Navy coach Ken Niumatalolo felt he needed to be honest with his players about his interest in the head coaching job at Brigham Young, even if it could have been a distraction in preparations for the Midshipmen's huge rivalry game against Army.

The decision by Niumatalolo, who will be interviewed Monday by BYU officials, was criticized by athletic director Chet Gladchuk and others connected with Navy. But the players, regardless of their feelings, made sure it wasn't a hindrance Saturday in their 21-17 victory over the Black Knights at Lincoln Financial Field.

"We didn't let it affect us," said free safety Lorentez Barbour, who had an interception in the fourth quarter. "Regardless of what Coach's decision is going to be, he loves us, and we love him. We play for our teammates, we play for each other. The coaches put us in the right positions, but between those white lines, it's just us."

Niumatalolo, a longtime Navy assistant who is 67-37 in eight years as head coach, said he didn't want to deceive anyone.

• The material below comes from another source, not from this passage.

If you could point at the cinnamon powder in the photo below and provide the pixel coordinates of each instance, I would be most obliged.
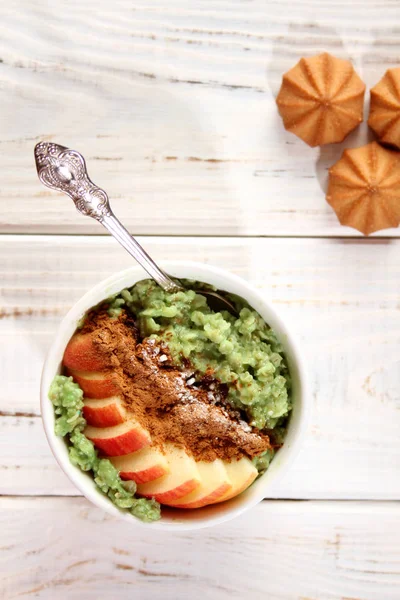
(163, 398)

"I didn't want to be one of those guys who says, 'Read my lips, I'm not going anywhere,' and the next thing you know they're on a plane going somewhere," he said. "Or they text their team. I've known coaches that take another job and don't even tell their other coaches. How do you do that?

"We're a family. You wouldn't do that to your family."

Niumatalolo is a Mormon who went on a two-year mission following his freshman year at Hawaii. His son, Va'a, is a sophomore linebacker at BYU. His family appeared last summer in a documentary, Meet the Mormons.

BYU is seeking a replacement for Bronco Mendenhall, who resigned to take the head coach's job at Virginia. One of the university's requirements is that a candidate must be a member in good standing in the Church of Jesus Christ of Latter-day Saints.

Gladchuk told the Associated Press that Niumatalolo's news distracted from "the biggest game of the year."

"We're certainly a football program that's steeped in team and not about 'me,' " he said. "All of a sudden it's become about that."

Niumatalolo said his faith is a key reason why he's exploring the opportunity, and his voice broke as he explained.

"It has nothing to do with Chet Gladchuk or the Naval Academy or the players," he said. "I've come to work 18 years. I love my job. I love to come to work. It's been my life. My kids have grown up here. I've given everything to this program."